Popularização x transmissão 

O surfe ainda briga pelo seu espaço dentro do cenário olímpico. Não são muitas nações que olham para o esporte com a devida atenção. As longas horas de transmissão e a falta de acesso à praias, mares e oceanos por parte de alguns países, dificulta ainda mais a proliferação do DNA deste esporte. 

Muito se deve ao presidente da ISA, o argentino, Fernando Aguerre, a inclusão do surfe no programa olímpico. Desde que ele começou o trabalho pela entrada do seu esporte – há mais de duas décadas – diversos países começaram a integrar o grupo de membros da federação internacional. 

Ainda assim, é notório o domínio de certas nações e continentes. As Américas, juntamente com Austrália, África do Sul e Japão costumam carimbar as primeiras posições dos pódios. Para se ter uma ideia, nos Jogos Olímpicos de Tóquio, o continente europeu só conseguiu classificar dois atletas para a fase de oitavas, uma atleta de Portugal, e um surfista francês, em ambos os naipes. 

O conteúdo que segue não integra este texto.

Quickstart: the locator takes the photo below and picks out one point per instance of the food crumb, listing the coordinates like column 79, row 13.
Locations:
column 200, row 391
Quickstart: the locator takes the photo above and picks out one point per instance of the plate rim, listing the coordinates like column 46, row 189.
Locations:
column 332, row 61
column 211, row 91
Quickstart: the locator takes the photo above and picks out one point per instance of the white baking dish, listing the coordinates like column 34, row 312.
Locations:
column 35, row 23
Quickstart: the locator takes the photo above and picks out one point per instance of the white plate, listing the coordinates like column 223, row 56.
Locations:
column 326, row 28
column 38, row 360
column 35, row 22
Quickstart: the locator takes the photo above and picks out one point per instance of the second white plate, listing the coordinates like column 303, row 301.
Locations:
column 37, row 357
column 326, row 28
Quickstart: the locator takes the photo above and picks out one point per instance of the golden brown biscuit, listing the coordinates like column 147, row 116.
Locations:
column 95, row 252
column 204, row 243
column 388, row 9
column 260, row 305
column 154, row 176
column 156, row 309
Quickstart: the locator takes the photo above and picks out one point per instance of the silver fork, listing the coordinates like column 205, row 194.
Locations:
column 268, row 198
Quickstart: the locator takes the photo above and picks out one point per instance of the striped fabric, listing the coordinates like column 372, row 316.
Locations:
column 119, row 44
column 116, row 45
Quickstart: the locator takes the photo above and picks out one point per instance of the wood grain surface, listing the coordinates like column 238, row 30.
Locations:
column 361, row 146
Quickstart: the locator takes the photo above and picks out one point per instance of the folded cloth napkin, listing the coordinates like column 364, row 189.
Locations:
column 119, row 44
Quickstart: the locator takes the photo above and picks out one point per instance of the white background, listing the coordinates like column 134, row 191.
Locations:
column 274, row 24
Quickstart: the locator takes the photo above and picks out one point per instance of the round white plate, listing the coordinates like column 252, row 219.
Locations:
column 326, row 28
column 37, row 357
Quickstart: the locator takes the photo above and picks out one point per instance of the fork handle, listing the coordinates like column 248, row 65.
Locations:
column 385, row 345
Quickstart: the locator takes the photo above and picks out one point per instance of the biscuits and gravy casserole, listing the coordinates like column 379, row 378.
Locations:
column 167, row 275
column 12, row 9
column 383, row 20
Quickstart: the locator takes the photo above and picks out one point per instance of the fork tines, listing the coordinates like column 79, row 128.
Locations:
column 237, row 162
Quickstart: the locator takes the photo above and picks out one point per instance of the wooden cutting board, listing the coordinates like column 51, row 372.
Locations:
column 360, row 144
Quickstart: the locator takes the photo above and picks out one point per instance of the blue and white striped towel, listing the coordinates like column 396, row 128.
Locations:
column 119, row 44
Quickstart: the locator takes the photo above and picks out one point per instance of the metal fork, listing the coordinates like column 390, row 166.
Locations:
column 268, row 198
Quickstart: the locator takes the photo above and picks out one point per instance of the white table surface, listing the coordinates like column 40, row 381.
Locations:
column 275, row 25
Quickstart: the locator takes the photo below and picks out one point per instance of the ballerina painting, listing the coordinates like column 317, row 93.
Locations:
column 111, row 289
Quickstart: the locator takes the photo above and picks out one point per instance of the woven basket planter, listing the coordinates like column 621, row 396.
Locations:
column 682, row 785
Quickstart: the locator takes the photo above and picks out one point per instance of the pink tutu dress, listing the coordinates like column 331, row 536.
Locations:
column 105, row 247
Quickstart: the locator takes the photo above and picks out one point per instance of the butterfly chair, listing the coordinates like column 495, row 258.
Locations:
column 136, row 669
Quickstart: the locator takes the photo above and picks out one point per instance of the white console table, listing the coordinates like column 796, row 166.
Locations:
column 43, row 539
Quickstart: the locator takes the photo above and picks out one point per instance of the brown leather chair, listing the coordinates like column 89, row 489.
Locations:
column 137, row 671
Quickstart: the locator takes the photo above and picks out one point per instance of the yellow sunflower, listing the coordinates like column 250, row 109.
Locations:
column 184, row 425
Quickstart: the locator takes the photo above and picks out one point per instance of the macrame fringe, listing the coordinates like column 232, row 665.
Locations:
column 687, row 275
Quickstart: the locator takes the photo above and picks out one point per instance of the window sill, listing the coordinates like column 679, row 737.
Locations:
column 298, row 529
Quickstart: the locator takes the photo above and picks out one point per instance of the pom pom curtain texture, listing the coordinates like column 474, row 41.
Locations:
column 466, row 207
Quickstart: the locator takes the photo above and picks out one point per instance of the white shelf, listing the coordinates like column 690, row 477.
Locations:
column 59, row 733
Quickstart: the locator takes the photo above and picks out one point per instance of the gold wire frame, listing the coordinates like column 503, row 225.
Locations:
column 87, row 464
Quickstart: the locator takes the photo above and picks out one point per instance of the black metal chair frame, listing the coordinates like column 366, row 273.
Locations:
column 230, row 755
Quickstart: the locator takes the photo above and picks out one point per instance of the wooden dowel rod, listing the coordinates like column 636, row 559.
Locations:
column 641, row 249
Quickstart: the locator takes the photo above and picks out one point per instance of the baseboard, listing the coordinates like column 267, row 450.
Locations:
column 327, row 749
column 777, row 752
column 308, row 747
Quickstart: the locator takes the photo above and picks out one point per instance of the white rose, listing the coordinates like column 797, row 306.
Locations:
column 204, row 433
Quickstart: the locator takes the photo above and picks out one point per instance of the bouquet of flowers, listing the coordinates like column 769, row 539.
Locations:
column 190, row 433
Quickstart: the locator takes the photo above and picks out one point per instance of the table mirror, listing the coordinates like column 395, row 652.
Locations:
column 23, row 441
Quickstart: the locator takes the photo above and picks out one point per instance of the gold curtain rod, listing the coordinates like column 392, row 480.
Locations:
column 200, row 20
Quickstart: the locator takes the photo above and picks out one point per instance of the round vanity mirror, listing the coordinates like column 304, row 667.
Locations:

A Europa até possui alguns países com força mundial, como Portugal, França e Espanha, mas é só! Dessa forma, o surfe apresenta uma característica bastante estranha entre as modalidades olímpicas, por não ter uma presença massiva de nações europeias. Isso faz com que o interesse diminua, ainda mais entre aqueles que nem conseguem estar presente nas baterias 

Durante os Jogos de Paris, o surfe terá uma certa “exclusividade”, uma vez que as provas irão ter início quando não haverá quase nenhuma outra competição acontecendo. No Brasil, por exemplo, as baterias estão programadas para começarem às 14h00, no horário de Brasília, e terminando por volta da meia-noite. 

Porém, essa exclusividade não será tão benéfica para outras partes do mundo, como o próprio continente europeu, onde as Olimpíadas estarão rolando. Muitas empresas de transmissão oficiais, como a BBC, do Reino Unido, já demonstraram que não irão transmitir o evento ao vivo – vale lembrar que eles não terão nenhum representante nos Jogos -, deixando apenas highlights das provas para serem mostrados no dia seguinte. 

(Foto: Ed Sloane / Divulgação WSL)

Conclusão 

Aos poucos, o surfe vai se consolidando dentro do hall de esportes olímpicos. Seus atletas estão entre os mais seguidos nas redes sociais, e atraem um público jovem e novo para o cenário, um dos grandes desejos do COI, na atualidade. No entanto, as duas primeiras participações da modalidade nos Jogos, foi, e será cercada de grandes desafios; desde a pandemia para a edição de Tóquio, até a crise do impacto ambiental na Polinésia Francesa. 

Mesmo com todos esses problemas, o esporte já está garantido no programa permanente dos Jogos Olímpicos, e continuará trilhando o seu caminho em Los Angeles, daqui a quatro anos. Resta apenas saber como ele será, e se desta vez a audiência olímpica poderá, finalmente, apreciar tudo que a modalidade tem a oferecer.